Still, she wanted her independence. The freedom from worrying. She’d worried for years—about the house, about her father, about her sister and mostly about her mother—and the responsibilities weighed so heavily on her shoulders, she was surprised she wasn’t stooped over. It was Diana’s turn to be the responsible one. To take some of the burden from Sarah.

Except Diana didn’t want any responsibility and never had. Maybe Sarah had made a mistake in being so indulgent with her little sister.

The lipstick went back in her sister’s purse, replaced by a travel hairbrush and a hand mirror. “I’m in the middle of planning the Horticultural Society Charity Ball. It’s my first big job out of college, and it’s super important, Sarah. I don’t have time for this … distraction.”

Sarah didn’t mention that the “job” her sister spoke of was a volunteer position, given to her by her boyfriend’s mother, who chaired the Horticultural Society. Her sister had yet to find employment she could stick with longer than a few weeks.

“That distraction is your father.” Sarah shook her head. “I swear, we are not related.”

“Let him stay here. He likes you better anyway.”

Sarah glanced over at her sister, but Diana was immersed in sweeping her bangs into a soft C shape. “Diana, he loves us both equally.”

Diana snorted. “I have two dogs, Sarah. And I definitely like one better than the other.”

“We’re his children, not his pets.
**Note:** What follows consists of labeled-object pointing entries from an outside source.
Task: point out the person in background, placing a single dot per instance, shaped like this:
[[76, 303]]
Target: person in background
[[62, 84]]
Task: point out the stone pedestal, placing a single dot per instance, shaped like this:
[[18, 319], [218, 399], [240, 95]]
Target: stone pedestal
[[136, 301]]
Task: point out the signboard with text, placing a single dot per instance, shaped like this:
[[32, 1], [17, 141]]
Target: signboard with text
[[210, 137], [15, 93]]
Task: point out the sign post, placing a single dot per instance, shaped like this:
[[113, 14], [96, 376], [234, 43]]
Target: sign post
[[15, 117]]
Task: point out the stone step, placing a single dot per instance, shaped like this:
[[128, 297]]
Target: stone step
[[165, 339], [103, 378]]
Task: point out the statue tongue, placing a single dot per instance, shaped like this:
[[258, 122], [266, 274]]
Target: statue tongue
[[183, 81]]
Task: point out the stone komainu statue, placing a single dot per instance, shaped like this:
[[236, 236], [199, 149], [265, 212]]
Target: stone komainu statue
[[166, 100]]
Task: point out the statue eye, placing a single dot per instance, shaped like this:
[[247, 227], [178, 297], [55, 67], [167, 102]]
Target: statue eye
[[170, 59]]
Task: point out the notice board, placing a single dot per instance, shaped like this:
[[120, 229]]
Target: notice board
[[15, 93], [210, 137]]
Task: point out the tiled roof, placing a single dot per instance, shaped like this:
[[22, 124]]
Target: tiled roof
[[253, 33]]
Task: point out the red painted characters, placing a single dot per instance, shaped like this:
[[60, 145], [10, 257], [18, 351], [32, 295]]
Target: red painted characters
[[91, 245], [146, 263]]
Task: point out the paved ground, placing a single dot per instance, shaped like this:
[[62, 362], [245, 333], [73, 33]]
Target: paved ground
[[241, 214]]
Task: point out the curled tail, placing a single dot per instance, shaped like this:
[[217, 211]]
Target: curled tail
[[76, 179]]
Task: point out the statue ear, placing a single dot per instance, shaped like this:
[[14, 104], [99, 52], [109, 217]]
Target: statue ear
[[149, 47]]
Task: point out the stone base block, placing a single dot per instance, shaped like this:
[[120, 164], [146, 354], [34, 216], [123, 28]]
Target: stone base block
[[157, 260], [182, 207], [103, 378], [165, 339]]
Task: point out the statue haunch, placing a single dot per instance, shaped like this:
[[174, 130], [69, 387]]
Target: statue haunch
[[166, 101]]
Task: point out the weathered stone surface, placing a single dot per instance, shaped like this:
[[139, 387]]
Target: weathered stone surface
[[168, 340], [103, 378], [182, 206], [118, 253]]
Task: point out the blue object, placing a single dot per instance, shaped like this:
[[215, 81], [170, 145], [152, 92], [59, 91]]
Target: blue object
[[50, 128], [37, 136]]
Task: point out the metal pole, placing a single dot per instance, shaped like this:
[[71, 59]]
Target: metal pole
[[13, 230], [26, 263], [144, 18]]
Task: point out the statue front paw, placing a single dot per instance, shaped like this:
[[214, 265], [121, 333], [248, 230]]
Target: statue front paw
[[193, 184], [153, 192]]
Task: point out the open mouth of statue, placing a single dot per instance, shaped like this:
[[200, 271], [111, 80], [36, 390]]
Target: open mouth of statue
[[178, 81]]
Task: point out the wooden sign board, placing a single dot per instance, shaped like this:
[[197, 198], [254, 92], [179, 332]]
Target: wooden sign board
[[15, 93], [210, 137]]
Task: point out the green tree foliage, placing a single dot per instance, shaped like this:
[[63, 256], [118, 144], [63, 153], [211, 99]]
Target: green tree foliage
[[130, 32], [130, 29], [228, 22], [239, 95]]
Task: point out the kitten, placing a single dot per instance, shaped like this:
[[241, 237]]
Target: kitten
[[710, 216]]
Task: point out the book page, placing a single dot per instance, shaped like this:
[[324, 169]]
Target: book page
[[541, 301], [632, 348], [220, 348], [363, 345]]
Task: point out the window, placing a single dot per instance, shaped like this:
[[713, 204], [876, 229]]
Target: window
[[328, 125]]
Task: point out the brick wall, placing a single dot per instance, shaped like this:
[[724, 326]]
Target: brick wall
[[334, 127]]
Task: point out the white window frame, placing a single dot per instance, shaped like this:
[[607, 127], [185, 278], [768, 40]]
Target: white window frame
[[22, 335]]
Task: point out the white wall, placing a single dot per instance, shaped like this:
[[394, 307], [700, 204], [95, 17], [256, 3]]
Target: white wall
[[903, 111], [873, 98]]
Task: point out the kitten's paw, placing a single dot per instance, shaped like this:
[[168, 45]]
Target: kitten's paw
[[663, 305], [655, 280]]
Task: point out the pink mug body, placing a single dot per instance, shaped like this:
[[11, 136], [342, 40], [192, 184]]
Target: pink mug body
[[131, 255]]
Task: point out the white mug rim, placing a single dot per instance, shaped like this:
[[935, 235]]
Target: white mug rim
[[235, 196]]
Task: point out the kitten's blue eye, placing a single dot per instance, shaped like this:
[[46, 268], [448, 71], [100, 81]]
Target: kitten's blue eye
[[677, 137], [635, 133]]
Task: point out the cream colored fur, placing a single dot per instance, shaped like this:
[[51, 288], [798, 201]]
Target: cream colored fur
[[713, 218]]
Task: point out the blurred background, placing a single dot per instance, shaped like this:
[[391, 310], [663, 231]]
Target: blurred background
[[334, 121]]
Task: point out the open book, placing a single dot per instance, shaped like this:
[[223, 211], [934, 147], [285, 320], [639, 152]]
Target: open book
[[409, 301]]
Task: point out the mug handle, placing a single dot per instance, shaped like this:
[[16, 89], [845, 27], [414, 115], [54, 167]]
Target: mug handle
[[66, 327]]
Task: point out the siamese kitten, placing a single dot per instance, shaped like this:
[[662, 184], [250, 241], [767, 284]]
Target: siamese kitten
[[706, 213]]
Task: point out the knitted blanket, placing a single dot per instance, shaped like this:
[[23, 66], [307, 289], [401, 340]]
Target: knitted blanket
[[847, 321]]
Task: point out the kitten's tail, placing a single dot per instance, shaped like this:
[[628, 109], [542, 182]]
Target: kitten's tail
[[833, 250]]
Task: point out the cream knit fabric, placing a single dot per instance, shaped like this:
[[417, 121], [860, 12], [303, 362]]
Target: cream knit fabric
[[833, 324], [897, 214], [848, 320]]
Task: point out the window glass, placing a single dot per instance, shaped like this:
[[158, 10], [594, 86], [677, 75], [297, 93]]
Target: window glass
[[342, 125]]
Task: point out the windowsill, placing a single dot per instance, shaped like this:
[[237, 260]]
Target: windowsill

Family ties run much deeper than flea collars.”

Diana arched a brow. “But, Sarah,” and now her voice dropped into a whine, “you’re good at dealing with Dad. I don’t even get along with him.”

“What better way to build a relationship than by having him move in?” Sarah gave her sister a smile. A firm smile.

“I’d rather buy him tickets to the next Mets game.”

“Sorry, sis, but it’s your turn.” Sarah crossed her arms over her chest. “You might have trashed my career today, but I’m not letting you get out of this, too. At the end of this month we’ll get him moved over.” They’d had this same argument just thirty minutes ago—and look where it had ended up. With Diana picking up the thing closest to her and pitching it out the window.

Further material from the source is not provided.